Он всего лишь хотел спокойно заниматься флотскими делами и вовсе не собирался вот так сводить счеты с Сенявиным. Ушакову было прекрасно известно, как старательно Дмитрий Николаевич поддерживает порядок на своей «Навархии».

И контр-адмирал добился успеха.

Вскоре он получил ордер от Потемкина, где говорилось следующее: «… я приказал его арестовать, я готов был показать над ним примерную строгость законов, но ваше о нем ходатайство и за уважения к заслугам вашим удовлетворяю я великодушно вашу о нем.  просьбу; я препровождаю здесь снятую с него шпагу, которую можете ему возвратить, когда заблагорассудите» (28).

После этого князь вызвал Сенявина к себе и сказал, что он должен выбирать: либо он просит прощения перед Ушаковым, либо его разжалуют в матросы. Дмитрий Николаевич решил извиниться.

«Ушаков, строгий, взыскательный, до крайности вспыльчивый, но столько же добрый и незлопамятный, приветливо встретил Сенявина, со слезами на глазах обнял, поцеловал его и от чистого сердца простил ему всё прошедшее. Потемкин, узнав о сем, писал Ушакову: «Федор Федорович! ты хорошо поступил, простив Сенявина: он будет со временем отличный адмирал и даже, может быть, превзойдет самого тебя!»» (29).

Однако Сенявин не успокоился. Уже после освобождения он писал «язвительные и дерзкие слова, до правления черноморского касающиеся» (30). Эту бумагу читал всему Севастополю такелаж-мастер Арживитенов.

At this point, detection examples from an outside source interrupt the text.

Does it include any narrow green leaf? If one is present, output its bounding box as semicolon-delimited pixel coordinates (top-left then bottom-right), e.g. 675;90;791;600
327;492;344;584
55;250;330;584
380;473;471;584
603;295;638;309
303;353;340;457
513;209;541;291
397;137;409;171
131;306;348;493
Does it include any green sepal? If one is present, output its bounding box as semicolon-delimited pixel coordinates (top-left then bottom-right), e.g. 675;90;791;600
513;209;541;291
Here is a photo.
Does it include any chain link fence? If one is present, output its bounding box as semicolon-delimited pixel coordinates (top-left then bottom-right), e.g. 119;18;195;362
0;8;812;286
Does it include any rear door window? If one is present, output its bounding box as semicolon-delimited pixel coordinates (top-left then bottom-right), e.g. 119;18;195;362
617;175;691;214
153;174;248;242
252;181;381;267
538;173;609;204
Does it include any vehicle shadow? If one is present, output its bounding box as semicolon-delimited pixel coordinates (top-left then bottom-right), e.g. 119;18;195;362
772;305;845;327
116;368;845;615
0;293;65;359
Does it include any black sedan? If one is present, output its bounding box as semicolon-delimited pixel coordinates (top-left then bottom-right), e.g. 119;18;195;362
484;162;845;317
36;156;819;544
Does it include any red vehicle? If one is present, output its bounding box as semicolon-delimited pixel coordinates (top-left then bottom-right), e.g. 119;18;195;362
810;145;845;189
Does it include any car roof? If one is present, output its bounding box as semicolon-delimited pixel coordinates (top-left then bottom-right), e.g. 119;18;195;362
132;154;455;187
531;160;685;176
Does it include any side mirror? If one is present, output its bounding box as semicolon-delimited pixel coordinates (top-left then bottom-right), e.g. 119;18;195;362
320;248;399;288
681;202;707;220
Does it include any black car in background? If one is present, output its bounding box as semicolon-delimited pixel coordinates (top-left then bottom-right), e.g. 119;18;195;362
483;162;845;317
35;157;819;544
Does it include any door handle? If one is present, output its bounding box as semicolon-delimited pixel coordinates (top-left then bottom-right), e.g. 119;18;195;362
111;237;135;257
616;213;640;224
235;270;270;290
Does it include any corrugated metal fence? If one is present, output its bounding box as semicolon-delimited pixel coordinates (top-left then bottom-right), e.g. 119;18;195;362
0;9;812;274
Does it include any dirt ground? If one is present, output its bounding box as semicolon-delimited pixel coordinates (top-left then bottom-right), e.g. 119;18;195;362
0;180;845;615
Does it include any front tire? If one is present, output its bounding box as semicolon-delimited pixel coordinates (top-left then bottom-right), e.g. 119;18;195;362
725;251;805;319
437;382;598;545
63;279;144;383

С огорчением замечал Ушаков, что «часто прежде сего от несправедливых и беспокойных людей здесь выпускаемые отсель в разные места разглашения лживых новостей переменяли вид  и самых лучших дел флота  <в> худые, вредные и несносные» (31).

Но помочь было некому. Князь Таврический лежал в склепе, под полом Екатерининского собора.

Справедливость оказалась бесполезной. Или это вовсе не так?